Had a guy I worked with named Stallion. Stallion is from India.

Image credits: pirate737

#32

There was a boy named Nemo and a girl named Jello at the elementary school I went to back in 2010.

#33

I work at a preschool. We once had a child named Nebula.

#34

I knew a guy names Don Phan. Surprisingly he was born before the pokemon donphan was released.

I met two brothers once named Cain and Abel. Cain hasn't killed Abel yet.

#35

I knew someone named Aquanet. Also, a kid named Collin, but mom wanted a "unique" spelling, she spelled it Colon, poor kid.

#36

Knew someone who’s name was Rubella.

#37

Tiaralynn-Angel. I laughed. We don’t speak anymore. Nothing was lost.

#38

Knew a guy named Jasmine he went by Jazz.

#39

Tiffany.

He was a big black dude.

#40

Joey Jojo Junior Shabadoo.

Image credits: stryph42

#41

I currently have a Hayhey and an Aristotle in my class.

#42

Jathan. Not Jason, not Nathan. Jathan.

I tried the trick to remember his name by using it four times quickly. “Hi Jathan. Nice to meet you Jathan. How are you Jathan?”

He looked at me and said, “Are you theriouth right now?”.

#43

A young girl named Nemesis.

#44

Kavanah (alternative to Cavanaugh) but people kept calling her Cabana and it's just terrible.

#45

Greg, for a girl.

#46

I worked at an after school program in college. There was a little boy there named Thunder. His older brother Storm would come pick him up.

#47

I had a friend named Lyric. Yes her name was Lyric.

#48

Corinthian and Leviticus.

#49

Xerox.

#50

Harley Davidson she didn't know who the father was only that he rode a Harley Davidson.

#51

Met a pair of toddler twin boys named Remington and Ruger.

#52

My sister's friend named her child Carodie. Pronounced Carrot-y.

Presumably because Rutabega-ish was too lengthy.

#53

Blue Pyramid (first and middle names)

And I know I'm going to not get this totally right, but it was something like

Madysynn Ayshlynn

It was just an ungodly number of y's and n's in that name.

There was also a family I knew who they were putting a double-N somewhere in each of the grandchildren's names, which is fine. But one of the boys they decided to name him Brian with two n's in it...so they named him Brionne.

#54

Not so much forenames, but seen a few wild middle names.
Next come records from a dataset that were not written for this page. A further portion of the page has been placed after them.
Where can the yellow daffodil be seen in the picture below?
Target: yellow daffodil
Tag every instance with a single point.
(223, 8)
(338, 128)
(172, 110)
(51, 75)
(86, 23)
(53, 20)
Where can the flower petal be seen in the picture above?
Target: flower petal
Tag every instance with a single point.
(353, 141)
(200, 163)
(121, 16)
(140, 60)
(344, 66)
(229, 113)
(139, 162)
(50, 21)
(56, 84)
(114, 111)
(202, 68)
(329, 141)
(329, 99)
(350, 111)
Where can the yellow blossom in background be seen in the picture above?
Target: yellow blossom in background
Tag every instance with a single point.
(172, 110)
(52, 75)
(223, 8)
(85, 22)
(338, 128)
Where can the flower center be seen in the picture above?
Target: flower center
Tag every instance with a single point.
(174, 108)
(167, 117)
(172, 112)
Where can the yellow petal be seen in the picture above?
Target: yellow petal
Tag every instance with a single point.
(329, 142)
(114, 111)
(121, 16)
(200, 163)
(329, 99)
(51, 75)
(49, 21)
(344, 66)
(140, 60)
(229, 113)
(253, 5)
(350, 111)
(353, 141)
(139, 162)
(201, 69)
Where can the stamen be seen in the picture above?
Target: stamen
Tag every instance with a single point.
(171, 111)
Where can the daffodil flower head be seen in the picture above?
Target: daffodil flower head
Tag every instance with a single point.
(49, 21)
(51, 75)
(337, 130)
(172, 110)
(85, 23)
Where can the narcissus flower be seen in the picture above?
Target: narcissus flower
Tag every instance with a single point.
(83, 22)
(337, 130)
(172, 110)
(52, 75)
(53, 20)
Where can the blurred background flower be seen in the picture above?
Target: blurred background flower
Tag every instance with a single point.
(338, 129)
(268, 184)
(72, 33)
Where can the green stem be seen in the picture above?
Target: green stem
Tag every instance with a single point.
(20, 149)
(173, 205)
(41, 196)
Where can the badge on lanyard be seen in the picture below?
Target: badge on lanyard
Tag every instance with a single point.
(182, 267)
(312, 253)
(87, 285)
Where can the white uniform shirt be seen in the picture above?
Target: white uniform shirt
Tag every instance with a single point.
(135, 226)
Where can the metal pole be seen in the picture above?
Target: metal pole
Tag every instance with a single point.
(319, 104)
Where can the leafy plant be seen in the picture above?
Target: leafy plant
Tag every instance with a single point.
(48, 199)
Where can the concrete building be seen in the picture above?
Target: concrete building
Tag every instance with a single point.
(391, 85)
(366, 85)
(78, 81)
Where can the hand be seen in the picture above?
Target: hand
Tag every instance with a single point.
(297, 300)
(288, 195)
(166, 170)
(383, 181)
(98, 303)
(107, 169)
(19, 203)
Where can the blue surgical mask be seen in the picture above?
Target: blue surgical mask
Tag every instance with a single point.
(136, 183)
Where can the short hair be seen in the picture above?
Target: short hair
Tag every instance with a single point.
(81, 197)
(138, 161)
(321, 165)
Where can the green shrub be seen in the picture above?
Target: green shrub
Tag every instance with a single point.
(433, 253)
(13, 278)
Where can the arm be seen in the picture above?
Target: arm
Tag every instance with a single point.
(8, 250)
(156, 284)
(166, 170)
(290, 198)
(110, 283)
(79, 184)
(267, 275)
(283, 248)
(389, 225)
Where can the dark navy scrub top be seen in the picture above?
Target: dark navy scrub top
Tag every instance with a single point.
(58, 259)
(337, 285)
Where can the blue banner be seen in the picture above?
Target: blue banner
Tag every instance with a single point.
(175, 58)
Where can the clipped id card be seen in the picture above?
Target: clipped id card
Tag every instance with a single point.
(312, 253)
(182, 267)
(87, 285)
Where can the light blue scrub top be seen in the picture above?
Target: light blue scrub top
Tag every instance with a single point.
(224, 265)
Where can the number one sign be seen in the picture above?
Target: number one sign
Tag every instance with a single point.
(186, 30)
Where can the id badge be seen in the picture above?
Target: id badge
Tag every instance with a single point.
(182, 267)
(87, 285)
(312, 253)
I worked in a school and the three that stand out are:

1. Kenny Stevie Shankley Paisely [long line of Liverpool FC legends]

2. Tupac.

3. Budweiser.

#55

I have a friend who's naming her baby, Laurana (Laura and Anastasia), you know the female lead for 50 shades of Gray and 365 Days cause she loves those movies. I don't wanna be that baby. I feel bad for that baby. I'm sorry for that baby.

#56

Hilton and Sheraton. I’m not kidding.

#57

Kiwi and Sunshine, met them in a mental hospital, that was their real names. they were pretty chill.

#58

Kale. the guy is nice and cool and all but what the heck was going through his parents head thinking naming their kid after a vegetable.

#59

KVIIIlyn. Pronounced "Katelyn," just uses the Roman numerals for 8.

#60

I know someone who knows someone who knows someone who named their kid Shampoo.

#61

My moms cousin named her son Cuthbert. They call him “Cutty” for short.

#62

Sno White, 9th grade classmate.

#63

My brother-in-law was banned from naming when he threw out "Justice America" for my niece. His own mother just looked at him, dead faced, and told him f**k no.

#64

These girls at my Korean church were named one and two in Korean. It wasn’t that bad since they went to school here but any time a Korean person heard it it was like wtf.

#65

I knew a lady who waited a year to name her baby, and, after all that time to decide, ended up with “abcde”. Pronounced (abb - sid- é). Horrific.

#66

Not the craziest ever, but I’ve come across some odd spellings of normal names that made me question what the parents were thinking.

Last year I met a Kohl (kree8tiv spelling of Cole) and a Gerrit (kree8tiv spelling of Garrett).

Both of those guys are going to be correcting people on how to spell their names for their whole lives.

#67

Abcde but said like ab-sid-ey. She is in my sons class. I wish i was joking!

#68

An extended family member had a baby during the height of Covid. They named their son Covie. I didn’t know what to say. Me: oh… that’s…original?

#69

Legend has it that the child in the nursery bed next to mine was named Meconium, because the mother heard the doctor say it and thought it was pretty.